For most of history, humans rose with the sun and slept when it set. Enter Thomas Edison, and with a flick of a switch, night became day, enabling us to work, play and post cat and kid photos on Facebook into the wee hours.
According to a new study of mice led by a Johns Hopkins biologist, however, this typical 21st- century scenario may come at a serious cost: When people routinely burn the midnight oil, they risk suffering depression and learning issues, and not only because of lack of sleep. The culprit could also be exposure to bright light at night from lamps, computers and even iPads.
"Basically, what we found is that chronic exposure to bright light -- even the kind of light you experience in your own living room at home or in the workplace at night if you are a shift worker -- elevates levels of a certain stress hormone in the body, which results in depression and lowers cognitive function," said Samer Hattar, a biology professor in the Johns Hopkins University's Krieger School of Arts and Sciences.
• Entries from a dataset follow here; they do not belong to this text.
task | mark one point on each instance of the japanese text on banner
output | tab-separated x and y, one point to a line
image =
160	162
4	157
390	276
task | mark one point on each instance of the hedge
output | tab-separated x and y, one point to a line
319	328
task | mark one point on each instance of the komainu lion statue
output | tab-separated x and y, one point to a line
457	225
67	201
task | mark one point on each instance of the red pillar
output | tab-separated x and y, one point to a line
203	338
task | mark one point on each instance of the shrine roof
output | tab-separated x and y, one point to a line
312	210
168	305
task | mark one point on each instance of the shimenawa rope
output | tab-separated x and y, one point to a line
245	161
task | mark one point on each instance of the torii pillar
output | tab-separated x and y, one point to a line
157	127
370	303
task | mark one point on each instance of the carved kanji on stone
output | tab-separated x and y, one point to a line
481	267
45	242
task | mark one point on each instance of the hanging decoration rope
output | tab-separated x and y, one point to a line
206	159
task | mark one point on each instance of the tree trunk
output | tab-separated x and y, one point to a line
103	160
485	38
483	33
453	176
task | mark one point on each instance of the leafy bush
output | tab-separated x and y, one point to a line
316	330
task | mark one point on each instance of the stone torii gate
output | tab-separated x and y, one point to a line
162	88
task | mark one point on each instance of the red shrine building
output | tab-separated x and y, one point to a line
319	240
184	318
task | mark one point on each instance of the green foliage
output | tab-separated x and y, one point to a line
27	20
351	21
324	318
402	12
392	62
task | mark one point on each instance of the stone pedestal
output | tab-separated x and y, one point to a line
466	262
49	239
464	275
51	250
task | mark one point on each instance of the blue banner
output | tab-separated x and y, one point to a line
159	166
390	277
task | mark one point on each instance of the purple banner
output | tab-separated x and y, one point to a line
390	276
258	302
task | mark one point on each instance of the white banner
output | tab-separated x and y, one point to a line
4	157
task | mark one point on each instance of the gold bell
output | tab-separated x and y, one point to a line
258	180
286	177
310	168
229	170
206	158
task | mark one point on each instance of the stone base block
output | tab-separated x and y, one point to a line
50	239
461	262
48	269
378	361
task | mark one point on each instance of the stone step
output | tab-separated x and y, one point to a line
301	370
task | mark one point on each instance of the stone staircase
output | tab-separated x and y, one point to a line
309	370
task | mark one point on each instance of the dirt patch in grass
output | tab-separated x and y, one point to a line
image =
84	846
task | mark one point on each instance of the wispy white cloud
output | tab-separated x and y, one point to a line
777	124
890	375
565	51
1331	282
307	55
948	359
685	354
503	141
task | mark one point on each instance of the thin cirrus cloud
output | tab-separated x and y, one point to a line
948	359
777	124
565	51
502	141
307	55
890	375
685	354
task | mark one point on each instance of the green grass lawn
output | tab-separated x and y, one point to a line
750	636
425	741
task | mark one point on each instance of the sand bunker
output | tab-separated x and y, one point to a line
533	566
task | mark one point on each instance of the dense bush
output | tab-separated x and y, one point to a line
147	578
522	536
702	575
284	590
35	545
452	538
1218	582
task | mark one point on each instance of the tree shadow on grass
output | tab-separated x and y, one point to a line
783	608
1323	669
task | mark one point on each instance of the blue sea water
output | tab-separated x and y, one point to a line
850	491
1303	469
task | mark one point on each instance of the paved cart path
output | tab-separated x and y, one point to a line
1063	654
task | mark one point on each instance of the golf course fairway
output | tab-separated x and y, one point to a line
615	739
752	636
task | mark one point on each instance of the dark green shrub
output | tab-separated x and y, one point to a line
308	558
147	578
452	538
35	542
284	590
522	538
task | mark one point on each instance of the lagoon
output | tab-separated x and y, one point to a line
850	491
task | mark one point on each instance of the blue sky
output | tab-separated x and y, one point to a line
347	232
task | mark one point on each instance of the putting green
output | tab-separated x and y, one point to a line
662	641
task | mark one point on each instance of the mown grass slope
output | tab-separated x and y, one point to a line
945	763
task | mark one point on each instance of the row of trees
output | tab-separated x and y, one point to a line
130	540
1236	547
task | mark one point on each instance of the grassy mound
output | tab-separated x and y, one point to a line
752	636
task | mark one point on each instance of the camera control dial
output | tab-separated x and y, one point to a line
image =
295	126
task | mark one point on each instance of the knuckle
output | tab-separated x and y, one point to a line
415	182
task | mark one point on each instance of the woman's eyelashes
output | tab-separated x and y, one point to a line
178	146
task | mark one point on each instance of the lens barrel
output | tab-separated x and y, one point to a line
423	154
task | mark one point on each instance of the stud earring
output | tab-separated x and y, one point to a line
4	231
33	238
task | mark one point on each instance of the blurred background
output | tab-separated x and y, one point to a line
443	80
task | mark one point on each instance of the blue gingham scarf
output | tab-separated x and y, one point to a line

Of course, we might not be like mice in this regard. But the applicability of these results to humans seems very plausible.
Pay attention to Kelvin numbers when buying bulbs for evening use. Got a room you read in? Go for 2700K at most. I just checked a lot of light bulbs I've got in a closet and most do not have Kelvin numbers. Though some are at 2700K. Looking at an online light bulb site it appears CFL bulbs below 2700K are rare. But if you look for high pressure sodium bulbs you can find them in the 1900k to 2200K range.
Dr. Hattar also says go for less bright bulbs in the evening.
"I'm not saying we have to sit in complete darkness at night, but I do recommend that we should switch on fewer lamps, and stick to less-intense light bulbs: Basically, only use what you need to see. That won't likely be enough to activate those ipRGCs that affect mood," he advises.
What would be handy: A way to record 2 color settings on a PC and then shift between them depending on what you are doing. Go to red/black only for evening text reading.